De manière générale, cela permettrait d’éviter de subir le suréchantillonnage, de pallier le faible volume de données, ou encore les différences – même infimes – entre les données de tests et de production.
Outre un renforcement du contrôle des résultats, Dataiku veut faciliter l’explicabilité des modèles. La fonctionnalité « Universal Feature Importance » doit permettre rendre compréhensible le fonctionnement d’un plus grand nombre de modèles qu’auparavant, et ce, de manière agnostique. Pour ce faire, Dataiku s’appuie sur la valeur de Shapley (et non plus uniquement sur l’indice de Gini), mais a amélioré aussi son interface de visualisation et a rendu compatible son système d’explicabilité avec les modèles MLFlow importés dans sa plateforme.
À l’aide d’un diagramme, les décideurs et les data scientists peuvent visualiser rapidement les variables importantes qui déterminent les prédictions d’un modèle. Mais il est également possible de visualiser de manière plus détaillée les effets des paramètres sur la prédiction et leurs interdépendances à l’aide de nuages de points.
« [Dataiku] s’attache à aider ses clients à avancer en toute confiance dans leurs initiatives en matière d’IA, tout en garantissant la confiance et en réduisant les risques », juge pour sa part Mike Leone, analyste chez Enterprise Strategy Group, une filiale de Techtarget aussi propriétaire du MagIT.
Un centre d’aide infusé
Par ailleurs, l’éditeur renforce les capacités introduites à partir de DSS 11. La précédente mise à jour apportait des fonctionnalités réclamées par la « communauté technique ». En l’occurrence, Dataiku avait ajouté des Code Studio, c’est-à-dire des espaces pour exécuter des IDE et des applications Web. L’objectif : pouvoir réaliser des transformations (des recettes dans le jargon Dataiku) en Python, SQL, R depuis Visual Studio Code, JupyterLab et RStudio Server.
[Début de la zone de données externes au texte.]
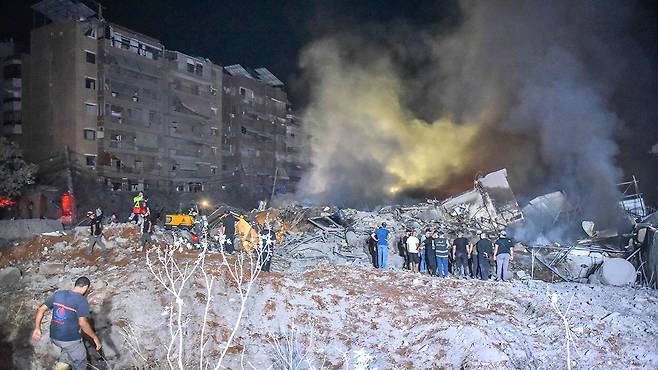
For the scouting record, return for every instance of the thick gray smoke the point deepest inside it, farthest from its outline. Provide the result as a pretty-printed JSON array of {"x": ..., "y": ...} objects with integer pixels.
[{"x": 519, "y": 84}]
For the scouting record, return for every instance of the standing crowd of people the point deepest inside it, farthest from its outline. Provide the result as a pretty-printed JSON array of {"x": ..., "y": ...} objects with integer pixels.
[{"x": 437, "y": 254}]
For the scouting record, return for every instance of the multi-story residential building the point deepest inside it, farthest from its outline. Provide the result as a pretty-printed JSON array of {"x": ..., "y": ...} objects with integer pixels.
[
  {"x": 10, "y": 90},
  {"x": 139, "y": 116},
  {"x": 261, "y": 136},
  {"x": 134, "y": 114}
]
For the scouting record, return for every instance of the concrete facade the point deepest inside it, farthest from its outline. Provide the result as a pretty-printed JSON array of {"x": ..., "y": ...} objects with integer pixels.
[
  {"x": 260, "y": 137},
  {"x": 118, "y": 105},
  {"x": 10, "y": 90},
  {"x": 125, "y": 109}
]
Depuis, l’éditeur a ajouté la prise en charge de Streamlit, la technologie acquise par Snowflake.
Si Dataiku entend faciliter le travail des data scientists, des statisticiens et des data analysts les plus avancés, il n’oublie les utilisateurs métier. En ce sens, il a revu son système en proposant un data catalog dédié permettant de retrouver et partager les collections de jeux de données, les sources et les connecteurs par équipe ou par cas d’usage.
Enfin, il intègre un centre d’aide à même l’interface d’un projet pour accéder à la documentation, trouver des tutoriels, recommander de la lecture et d’autres éléments pouvant servir à la formation d’un débutant.